Calculation of prey abundance and network visualization

To calculate percentile ranks of prey abundance for AP-MS raw data, we used the prey abundance measures “zscore” and “prey.bait.correlation” from BioPlex and Hein et al. respectively. We ordered each set and calculated the rank percentile using SciPy stats.percentileofscore (Jones et al. 2015) for each pair in the list. Networks of protein complexes were visualized using Cytoscape 3.2.1 (Shannon et al. 2003).

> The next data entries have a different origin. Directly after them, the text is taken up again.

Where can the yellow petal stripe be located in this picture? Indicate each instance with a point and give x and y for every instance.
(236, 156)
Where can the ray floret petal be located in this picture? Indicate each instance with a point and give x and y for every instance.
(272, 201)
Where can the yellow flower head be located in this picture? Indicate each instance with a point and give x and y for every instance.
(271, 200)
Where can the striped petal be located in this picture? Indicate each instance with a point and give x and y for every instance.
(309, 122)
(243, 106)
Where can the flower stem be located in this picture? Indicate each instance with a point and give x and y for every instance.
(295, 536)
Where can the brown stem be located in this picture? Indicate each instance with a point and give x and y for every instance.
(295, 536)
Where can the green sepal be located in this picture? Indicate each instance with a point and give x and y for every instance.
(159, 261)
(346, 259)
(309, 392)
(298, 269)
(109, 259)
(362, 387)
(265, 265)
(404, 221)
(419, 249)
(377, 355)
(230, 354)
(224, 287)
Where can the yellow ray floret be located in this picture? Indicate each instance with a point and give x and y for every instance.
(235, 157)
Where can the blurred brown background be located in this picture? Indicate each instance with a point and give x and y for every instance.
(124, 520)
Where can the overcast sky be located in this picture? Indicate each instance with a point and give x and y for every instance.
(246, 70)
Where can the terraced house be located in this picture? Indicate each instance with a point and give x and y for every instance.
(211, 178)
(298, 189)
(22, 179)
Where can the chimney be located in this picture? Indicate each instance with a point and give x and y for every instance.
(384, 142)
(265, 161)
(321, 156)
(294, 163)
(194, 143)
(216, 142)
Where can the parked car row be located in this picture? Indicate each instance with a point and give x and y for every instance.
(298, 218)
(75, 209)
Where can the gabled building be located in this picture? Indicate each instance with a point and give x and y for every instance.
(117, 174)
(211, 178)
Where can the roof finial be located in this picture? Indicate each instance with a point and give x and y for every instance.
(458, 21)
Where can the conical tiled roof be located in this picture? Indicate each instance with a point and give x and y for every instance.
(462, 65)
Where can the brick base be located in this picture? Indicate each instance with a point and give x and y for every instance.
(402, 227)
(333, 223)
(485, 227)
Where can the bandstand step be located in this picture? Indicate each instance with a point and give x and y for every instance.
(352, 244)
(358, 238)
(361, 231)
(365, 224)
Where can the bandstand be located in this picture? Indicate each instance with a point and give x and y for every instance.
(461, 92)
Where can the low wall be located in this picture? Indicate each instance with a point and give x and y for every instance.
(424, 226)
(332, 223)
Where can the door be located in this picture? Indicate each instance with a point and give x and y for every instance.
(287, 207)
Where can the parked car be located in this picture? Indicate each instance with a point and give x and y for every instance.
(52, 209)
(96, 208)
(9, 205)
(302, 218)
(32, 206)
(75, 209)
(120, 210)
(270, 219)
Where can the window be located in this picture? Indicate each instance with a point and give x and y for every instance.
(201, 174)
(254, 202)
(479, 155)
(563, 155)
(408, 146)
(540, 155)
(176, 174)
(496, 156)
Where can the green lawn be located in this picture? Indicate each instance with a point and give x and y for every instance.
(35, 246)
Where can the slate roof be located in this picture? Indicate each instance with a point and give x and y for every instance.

Morpholinos and mRNA synthesis

Morpholino antisense oligonucleotides (MOs) were purchased from Gene Tools. The ANKRD55 MO was designed to block splicing using the sequence 5’-TCTGAATCACCTTGAAGCACAAAGA-3’. We used previously validated MOs for JBTS17, 5’-TCTTCTTGATCCACTTACTTTTCCC-3’ (Toriyama et al. 2016); and IFT52, 5’-AAGCAATCTGTTTGTTGACTCCCAT-3’ (Dammermann et al. 2009). Full length ANKRD55 cDNA (identified from Xenbase, www.xenbase.org) was amplified from a Xenopus cDNA library and subcloned into the vector pCS10 R (derived from pCS107 expression vector) fused with C-terminal GFP. The human CLUAP1 open reading frame was obtained from the Human ORFeome collection V7.1 and subcloned into the pCS10 R-mCherry vector. Capped mRNAs were synthesized using mMESSAGE mMACHINE (Ambion). mRNAs and MOs were injected into two ventral blastomeres or two dorsal blastomeres at the 4-cell stage to target the epidermis or the neural tissues, respectively. We used each mRNA or MO at the following dosages: ANKRD55 MO (30 ng for the epidermis and 20 ng for the neural plate), JBTS17 MO (20 ng), IFT52 MO (40 ng), ANKRD55-GFP mRNA (75 pg), ANKRD55 mRNA (350 pg for neural tube closure rescue experiment), membrane RFP mRNA (50 pg), and mCherry-CLUAP1 (100 pg).

Imaging and analysis

For high-speed live imaging, Xenopus embryos injected with ANKRD55-GFP and mCherry-CLUAP1 mRNA were anaesthetized with 0.005% benzocaine at stage 26. High-speed in vivo imaging was acquired on a Nikon Eclipse Ti confocal microscope with a 63×/1.4 oil immersion objective at 0.267 sec per frame. Kymographs were calculated using Fiji (Schindelin et al. 2012). Confocal images were collected with an LSM700 inverted confocal microscope (Carl Zeiss) with a Plan-APOCHROMAT 63×/1.4 oil immersion objective. Bright field images were collected using a Zeiss Axio Zoom V16 stereo microscope with Carl Zeiss Axiocam HRc color microscope camera. Neural tube closure quantification was performed using Fiji.

Plasmids

CCDC138, CCDC61, TBC1D31, FOPNL, MIB1, PIBF1, and SSX2IP entry ORF clones were obtained from the DNASU Plasmid Repository (Seiler et al. 2014; Grant et al. 2015). Xenopus laevis cDNA was prepared by reverse transcription (SuperScriptIII First strand synthesis, Invitrogen), and KIAA1328, WDR90, TTLL5 cDNAs were PCR-amplified from the library using the following primers:

• WDR90 F caccATGGCTGGAGTCTGGCAG

• WDR90 R TGAATTCTGAATGTCCCACAC

• TTLL5 F caccATGCCCGAAATGTTGCC

• TTLL5 R TTTTCTTTGCCCTTTACTGTCGA

• KIAA1328 F caccATGGATTTACAGAGGCAGCAAG

• KIAA1328 R ACAAATGAAGAAGATCTCCTCTAACATC

PCR products were sub-cloned into Gateway ENTRY clones (pENTR/D-TOPO Cloning Kit, Life Technologies). Destination vectors were modified from destination vector Pcsegfpdest (a gift from the Lawson laboratory) by inserting the α-tubulin promoter between the SalI and BamHI sites. Fluorescence protein-tagged expression plasmids were constructed using the LR reaction on entry clones and destination vectors with the Gateway LR Clonase II Enzyme mix (Life Technologies). Expression plasmids (40pg) with centrin-BFP mRNA (100pg) were co-injected into the ventral blastomeres of Xenopus embryos at the 4-cell stage and imaged at stage 27.

Xenopus embryos

Xenopus embryo manipulations and injections were carried out using standard protocols. All experiments were performed following animal ethics guidelines of the University of Texas at Austin, protocol number AUP-2015–00160.